The proportion of B.C. high school students entering the trades following graduation has dipped, new research from the BC Construction Association (BCCA) shows.

This is the first time the trend has fallen since the association began tracking it four years ago.

In 2013 the association estimated that one in 93 students went into trades training after high school.

By 2016 that number rose by 35 per cent to one in 69, but this year there has been a slight reversal to one in 70.

The association is estimating that 14,200 construction jobs will go unfilled in the province due to labour shortages by 2026.

This could be a concern in a province flush with work with more on the way, states the association.

The BCCA also reported that there are currently $75.1-billion worth of construction projects underway, with the value of future projects estimated at $325 billion. The construction workforce has grown by 12 per cent this year, with six per cent more companies operating and paying a total of $13.2 billion in construction wages.

Construction remains B.C.’s largest employer in the goods sector, contributing 8.6 per cent of GDP.

"This speaks to a robust construction sector — the fact that there is $75 billion projects underway," said association president Chris Atchison.

He added that a strong provincial economy has caused an ongoing decline in the youth unemployment rate overall, meaning the construction industry has even more competition to gain workers.

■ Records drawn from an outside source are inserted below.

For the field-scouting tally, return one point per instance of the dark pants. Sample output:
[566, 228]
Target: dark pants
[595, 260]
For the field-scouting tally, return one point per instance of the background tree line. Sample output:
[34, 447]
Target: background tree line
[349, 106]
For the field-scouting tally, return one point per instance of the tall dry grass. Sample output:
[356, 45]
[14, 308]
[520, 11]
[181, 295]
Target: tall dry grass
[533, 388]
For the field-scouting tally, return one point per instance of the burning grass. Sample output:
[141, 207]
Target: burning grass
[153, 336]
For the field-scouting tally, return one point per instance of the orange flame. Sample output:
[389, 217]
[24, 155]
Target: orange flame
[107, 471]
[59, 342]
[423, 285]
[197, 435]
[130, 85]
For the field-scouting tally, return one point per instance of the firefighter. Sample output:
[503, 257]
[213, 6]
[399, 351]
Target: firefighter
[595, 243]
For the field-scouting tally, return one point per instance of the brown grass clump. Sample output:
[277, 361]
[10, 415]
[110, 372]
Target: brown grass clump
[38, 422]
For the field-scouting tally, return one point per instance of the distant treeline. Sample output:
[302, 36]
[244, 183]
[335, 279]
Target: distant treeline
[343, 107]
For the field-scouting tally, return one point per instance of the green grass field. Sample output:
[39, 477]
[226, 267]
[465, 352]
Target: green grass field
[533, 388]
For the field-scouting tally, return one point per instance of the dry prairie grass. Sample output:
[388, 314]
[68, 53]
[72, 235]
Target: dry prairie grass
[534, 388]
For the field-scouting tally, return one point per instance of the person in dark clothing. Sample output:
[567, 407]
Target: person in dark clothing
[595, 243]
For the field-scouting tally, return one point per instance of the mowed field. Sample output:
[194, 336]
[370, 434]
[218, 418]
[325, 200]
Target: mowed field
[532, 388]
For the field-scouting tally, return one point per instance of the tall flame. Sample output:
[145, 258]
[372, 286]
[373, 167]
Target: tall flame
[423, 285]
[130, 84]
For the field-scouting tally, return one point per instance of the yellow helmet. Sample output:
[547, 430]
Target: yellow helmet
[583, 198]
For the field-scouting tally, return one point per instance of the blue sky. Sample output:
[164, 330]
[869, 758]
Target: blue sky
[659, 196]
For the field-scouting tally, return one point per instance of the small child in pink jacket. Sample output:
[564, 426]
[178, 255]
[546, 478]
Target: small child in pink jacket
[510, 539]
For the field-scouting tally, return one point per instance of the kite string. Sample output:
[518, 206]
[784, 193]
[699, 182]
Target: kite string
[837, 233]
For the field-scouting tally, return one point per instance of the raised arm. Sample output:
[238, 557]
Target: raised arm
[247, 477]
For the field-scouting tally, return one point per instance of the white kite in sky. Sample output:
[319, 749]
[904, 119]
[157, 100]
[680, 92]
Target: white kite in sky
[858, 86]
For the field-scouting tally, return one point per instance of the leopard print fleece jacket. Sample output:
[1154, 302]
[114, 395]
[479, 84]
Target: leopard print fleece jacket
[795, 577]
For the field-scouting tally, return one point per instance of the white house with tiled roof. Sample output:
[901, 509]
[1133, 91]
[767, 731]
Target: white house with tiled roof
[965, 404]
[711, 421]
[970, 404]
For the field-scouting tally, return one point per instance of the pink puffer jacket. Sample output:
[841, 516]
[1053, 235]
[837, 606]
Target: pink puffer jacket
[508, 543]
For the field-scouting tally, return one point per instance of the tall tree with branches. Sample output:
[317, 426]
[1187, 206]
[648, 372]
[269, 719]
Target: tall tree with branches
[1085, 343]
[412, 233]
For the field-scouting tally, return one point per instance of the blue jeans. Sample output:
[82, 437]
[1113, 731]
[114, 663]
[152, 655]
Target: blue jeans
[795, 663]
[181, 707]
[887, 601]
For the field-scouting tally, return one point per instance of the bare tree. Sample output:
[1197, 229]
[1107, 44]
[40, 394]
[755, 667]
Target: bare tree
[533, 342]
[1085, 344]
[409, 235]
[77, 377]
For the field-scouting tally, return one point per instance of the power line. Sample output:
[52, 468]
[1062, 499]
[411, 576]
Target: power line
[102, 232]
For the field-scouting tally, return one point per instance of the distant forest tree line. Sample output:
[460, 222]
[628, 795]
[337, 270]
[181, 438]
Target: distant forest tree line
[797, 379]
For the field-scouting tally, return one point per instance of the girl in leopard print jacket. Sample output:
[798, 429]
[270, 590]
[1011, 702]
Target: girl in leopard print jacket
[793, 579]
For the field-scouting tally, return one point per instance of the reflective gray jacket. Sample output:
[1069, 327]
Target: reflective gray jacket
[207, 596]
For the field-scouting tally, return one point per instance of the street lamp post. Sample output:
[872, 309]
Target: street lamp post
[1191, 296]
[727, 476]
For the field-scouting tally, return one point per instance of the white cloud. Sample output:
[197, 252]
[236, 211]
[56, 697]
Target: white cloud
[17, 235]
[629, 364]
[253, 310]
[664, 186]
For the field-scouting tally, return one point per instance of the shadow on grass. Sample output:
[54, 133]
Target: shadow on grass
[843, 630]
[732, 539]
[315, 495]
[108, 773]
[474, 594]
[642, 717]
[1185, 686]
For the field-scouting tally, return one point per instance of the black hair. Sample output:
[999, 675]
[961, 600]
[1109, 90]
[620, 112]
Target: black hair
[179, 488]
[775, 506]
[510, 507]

According to the association, the main reason for the predicted skilled worker shortage is retirements, with two-thirds of the workforce over the age of 45. Atchison noted, however, that the amount of anticipated unfilled jobs has been trending down over the past four years, partly due to economic conditions in Alberta.

Low oil prices have seen more than 25,000 workers in Alberta come to B.C., soaking up some of the labour needs.

"That speaks well to how attractive the province is to workers." he said, but added that, "we are only one major project or a significant investment away from seeing those numbers balloon."

One major change in the province has been its new NDP government.

Atchison said he is looking forward to working with provincial officials to continue to address the issue of sourcing labour.

"I think that they need to continue to demonstrate their confidence in the construction industry," said Atchison. "They need to encourage investment, but also encourage the promotion of skilled trades as a meaningful and productive way of life for youth."

He said construction needs to be an industry of choice for young people.

"When I look at many of those in this industry that are looking to retire and I see the projects they have built and the lives they have built for themselves, it is pretty impressive," he said.

In response to the NDP taking another look at the Site C dam project, government legal involvement in the Trans Mountain Pipeline Expansion and the halt to work on the Massey Tunnel Replacement project Atchison stated the association understands that some reviews are appropriate.

"I think our message been that we want to make sure that any government that is in power is up on the construction industry. The fact that this new government has reviews underway or are revisiting some decisions already made, where it’s appropriate, we can see the justification for those reviews," he said. "We want to work with this government to stabilize the feeling among people in the construction sector and investors that wish to continue to bring their projects, ideas and creativity to the province so we won’t stifle any of those projects that B.C. needs."

Atchison said he is excited to start this process once the Deputy Ministers Industry Infrastructure Forum begins meeting again this year.

The forum was created in January 2013 in response to calls from the province’s industrial, commercial, and institutional construction industry for a stronger relationship with the government.

It brings together deputy ministers from the six big infrastructure ministries with industry representatives to work together on big issues that impact the construction industry.

Initiated by the BCCA, the group meets several times per year.

The group consults, discusses and shares information and ideas related to improving government’s infrastructure procurement practices and use of construction-industry resources. The forum went on hiatus during the recent election.

"That is a good sign for the industry and stakeholders to have this type of meeting," said Atchison. "It is a positive step and it is good to keep channels of communication open."